Wednesday 13th July 2022 – 7.30 pm
Heath Street Baptist Church – Hampstead
SCULPTING THE FABRIC
La Vaghezza
MAYA KADISH – violin
IGNACIO RAMEL – violin
ANASTASIA BARAviera – cello
GIANLUCA GEREMIA – theorbo
MARCO CROSETTO – harpsichord
Programme
-T. Merula (1595-1655): Ballo detto Eccardo, from “Canzoni ovvero sonate concertate per chiesa e camera”
-F. Cavalli (1602-1676): Canzona a 3, from “Musiche sacre”
-T. Merula (1595-1655): Ballo detto Gennaro, from “Canzoni ovvero sonate concertate per chiesa e camera”
-C. Monteverdi (1567-1643): ‘Cor mio non mori? E mori’ [diminutions by Mayah Kadish]
-G. B. Fontana (1589-1630): Sonata settima, from “Sonate a 1, 2, 3 per il violin o cornetto, fagotto… o simile altro istromento”
-interval-
-B. Marini (1594-1663): La Zorzi
-G. B. Vitali (1632-1692): Bergamesca, from “Partite sopra diverse sonate”

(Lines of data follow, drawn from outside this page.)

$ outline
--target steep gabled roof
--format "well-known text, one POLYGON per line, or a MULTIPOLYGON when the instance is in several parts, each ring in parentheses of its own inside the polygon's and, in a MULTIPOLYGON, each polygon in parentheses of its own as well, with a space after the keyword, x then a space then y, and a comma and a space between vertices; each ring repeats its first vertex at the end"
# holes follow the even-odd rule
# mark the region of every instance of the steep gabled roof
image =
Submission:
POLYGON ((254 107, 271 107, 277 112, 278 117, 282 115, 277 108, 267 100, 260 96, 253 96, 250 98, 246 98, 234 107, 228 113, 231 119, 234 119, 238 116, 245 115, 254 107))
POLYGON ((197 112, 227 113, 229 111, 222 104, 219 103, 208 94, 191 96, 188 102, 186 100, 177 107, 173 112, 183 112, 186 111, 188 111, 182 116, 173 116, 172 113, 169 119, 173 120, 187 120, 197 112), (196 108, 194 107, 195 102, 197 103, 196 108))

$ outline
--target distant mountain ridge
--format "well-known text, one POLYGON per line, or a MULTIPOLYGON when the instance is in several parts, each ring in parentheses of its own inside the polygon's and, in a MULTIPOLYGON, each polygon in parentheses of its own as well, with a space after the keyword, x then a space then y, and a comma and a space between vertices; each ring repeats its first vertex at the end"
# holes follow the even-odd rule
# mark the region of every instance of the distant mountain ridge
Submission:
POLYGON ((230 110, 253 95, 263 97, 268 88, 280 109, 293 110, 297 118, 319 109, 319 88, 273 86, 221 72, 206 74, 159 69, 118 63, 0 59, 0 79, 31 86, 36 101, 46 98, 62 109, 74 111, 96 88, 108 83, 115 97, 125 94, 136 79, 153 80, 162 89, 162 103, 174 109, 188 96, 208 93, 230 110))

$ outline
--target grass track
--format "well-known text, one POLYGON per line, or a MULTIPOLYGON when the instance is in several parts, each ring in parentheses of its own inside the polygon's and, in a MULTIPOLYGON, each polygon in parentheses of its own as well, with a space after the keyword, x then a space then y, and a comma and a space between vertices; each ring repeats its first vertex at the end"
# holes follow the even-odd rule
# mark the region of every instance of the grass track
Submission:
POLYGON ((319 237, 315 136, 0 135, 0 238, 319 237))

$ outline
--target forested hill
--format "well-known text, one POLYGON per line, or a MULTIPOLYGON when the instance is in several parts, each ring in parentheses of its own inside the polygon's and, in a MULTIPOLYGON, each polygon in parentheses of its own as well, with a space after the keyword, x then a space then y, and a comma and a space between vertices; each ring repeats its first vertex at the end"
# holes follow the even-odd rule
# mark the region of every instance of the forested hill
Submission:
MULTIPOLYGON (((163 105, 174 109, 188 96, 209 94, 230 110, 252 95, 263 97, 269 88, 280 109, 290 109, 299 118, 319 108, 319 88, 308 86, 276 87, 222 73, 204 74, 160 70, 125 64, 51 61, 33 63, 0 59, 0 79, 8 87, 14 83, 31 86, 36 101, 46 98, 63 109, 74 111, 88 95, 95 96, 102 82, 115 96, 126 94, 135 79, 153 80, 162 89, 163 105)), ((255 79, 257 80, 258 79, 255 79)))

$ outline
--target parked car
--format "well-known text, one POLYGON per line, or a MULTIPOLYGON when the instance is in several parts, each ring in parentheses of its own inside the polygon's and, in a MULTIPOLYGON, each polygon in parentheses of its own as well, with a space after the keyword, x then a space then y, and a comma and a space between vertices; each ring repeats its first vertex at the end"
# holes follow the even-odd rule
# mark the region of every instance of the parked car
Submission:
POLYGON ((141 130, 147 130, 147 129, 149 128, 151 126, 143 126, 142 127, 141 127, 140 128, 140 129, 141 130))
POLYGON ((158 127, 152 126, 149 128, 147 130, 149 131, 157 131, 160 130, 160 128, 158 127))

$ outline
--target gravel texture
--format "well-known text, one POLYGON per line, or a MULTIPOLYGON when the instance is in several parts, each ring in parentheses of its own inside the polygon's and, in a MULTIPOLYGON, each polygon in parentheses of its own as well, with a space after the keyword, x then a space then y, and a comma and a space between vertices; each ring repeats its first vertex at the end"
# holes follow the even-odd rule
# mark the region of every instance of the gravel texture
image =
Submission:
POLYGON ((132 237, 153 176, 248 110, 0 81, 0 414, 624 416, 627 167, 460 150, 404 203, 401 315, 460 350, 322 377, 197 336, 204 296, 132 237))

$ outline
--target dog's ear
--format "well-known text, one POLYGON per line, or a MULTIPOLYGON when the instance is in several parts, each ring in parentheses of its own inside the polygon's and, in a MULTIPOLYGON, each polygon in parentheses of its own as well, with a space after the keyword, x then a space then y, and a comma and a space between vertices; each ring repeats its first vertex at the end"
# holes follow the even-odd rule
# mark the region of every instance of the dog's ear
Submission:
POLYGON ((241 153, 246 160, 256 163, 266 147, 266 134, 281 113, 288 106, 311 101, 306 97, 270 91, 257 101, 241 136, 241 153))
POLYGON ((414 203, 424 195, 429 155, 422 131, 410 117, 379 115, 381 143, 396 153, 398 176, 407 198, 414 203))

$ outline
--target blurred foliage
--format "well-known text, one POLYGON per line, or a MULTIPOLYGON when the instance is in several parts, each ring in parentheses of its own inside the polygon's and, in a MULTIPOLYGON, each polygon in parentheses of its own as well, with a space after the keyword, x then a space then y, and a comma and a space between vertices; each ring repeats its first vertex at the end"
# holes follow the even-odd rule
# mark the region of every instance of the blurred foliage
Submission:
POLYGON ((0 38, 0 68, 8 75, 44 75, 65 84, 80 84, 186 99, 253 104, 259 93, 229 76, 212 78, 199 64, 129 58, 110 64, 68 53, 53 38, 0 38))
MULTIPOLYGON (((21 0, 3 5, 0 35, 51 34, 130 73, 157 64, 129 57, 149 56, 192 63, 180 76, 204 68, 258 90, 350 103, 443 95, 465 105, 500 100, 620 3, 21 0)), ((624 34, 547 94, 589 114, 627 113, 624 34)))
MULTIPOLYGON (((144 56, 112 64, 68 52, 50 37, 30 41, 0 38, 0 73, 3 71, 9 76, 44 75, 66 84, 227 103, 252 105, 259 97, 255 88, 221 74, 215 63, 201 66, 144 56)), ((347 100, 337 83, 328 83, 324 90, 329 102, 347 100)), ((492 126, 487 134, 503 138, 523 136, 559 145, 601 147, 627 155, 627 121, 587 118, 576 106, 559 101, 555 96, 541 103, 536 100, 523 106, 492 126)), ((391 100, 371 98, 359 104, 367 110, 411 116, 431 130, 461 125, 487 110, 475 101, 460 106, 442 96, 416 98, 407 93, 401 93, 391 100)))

-F. Turini (1589-1656): Sonata a due violini. Seconto tuono
-A. Gabrieli (1533-1585): ‘Giovane donna sott’un verde lauro’ [diminutions by Ignacio Ramal]
-S. Rossi (1570-1630): Sinfonia nona, from “Sinfonie et gagliarde, Libro primo”

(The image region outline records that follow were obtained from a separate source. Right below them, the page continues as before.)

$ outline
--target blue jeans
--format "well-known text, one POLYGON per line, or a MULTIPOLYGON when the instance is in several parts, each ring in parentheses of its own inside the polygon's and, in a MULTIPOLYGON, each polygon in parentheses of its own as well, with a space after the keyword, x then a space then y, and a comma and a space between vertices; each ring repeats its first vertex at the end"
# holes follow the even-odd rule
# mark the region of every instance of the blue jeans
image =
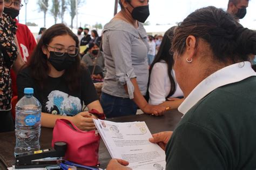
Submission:
POLYGON ((147 55, 147 64, 150 65, 154 58, 154 55, 147 55))
POLYGON ((129 98, 115 97, 102 92, 100 104, 107 118, 136 114, 137 106, 129 98))

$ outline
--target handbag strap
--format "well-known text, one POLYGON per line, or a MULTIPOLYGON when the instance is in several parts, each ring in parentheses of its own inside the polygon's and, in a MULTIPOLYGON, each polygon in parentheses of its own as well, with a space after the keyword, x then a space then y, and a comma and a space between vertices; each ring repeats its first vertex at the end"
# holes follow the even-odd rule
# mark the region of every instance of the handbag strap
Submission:
POLYGON ((71 121, 69 121, 69 120, 65 119, 58 119, 56 120, 57 122, 58 121, 60 123, 64 124, 65 125, 68 126, 70 128, 70 126, 69 126, 68 124, 70 124, 71 125, 73 128, 74 128, 77 131, 82 133, 87 133, 88 132, 85 132, 82 130, 79 130, 76 125, 75 125, 71 121))

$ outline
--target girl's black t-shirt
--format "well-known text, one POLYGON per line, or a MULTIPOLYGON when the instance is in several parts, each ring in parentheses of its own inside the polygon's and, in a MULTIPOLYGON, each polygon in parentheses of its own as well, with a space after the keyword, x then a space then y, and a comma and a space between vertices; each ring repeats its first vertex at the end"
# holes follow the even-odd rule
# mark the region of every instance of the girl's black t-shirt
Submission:
POLYGON ((80 88, 70 92, 63 76, 48 77, 42 89, 31 76, 29 67, 17 76, 18 98, 24 96, 24 89, 34 89, 33 96, 41 103, 42 112, 53 114, 75 115, 82 111, 83 103, 87 105, 98 99, 95 87, 88 71, 83 71, 80 88))

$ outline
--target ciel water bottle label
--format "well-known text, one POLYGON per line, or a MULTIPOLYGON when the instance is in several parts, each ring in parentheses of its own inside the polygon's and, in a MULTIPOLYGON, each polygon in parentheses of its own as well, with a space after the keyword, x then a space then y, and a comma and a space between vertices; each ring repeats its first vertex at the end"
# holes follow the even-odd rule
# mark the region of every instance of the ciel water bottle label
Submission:
POLYGON ((25 124, 28 126, 33 126, 37 122, 40 121, 40 116, 35 116, 34 115, 29 115, 25 118, 25 124))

-A. Falconieri (1585-1656): ‘Folias echa para mi Senora Dona Tarolilla de Carellanos’
Sculpting the Fabric
The music in this programme shapes a portrait of colours and atmospheres found in the early 1600s in Italy. It is a music originality, unpredicatability, extravagance, experimentation and great freedom – qualities held dear by La Vaghezza. We have included several of the most influential composers of the period, while also seeking to highlight reportoire that has not been widely played. The musical forms chosen (sonate, balli, etc.) aim to provide an overview of the musical landscape of the time.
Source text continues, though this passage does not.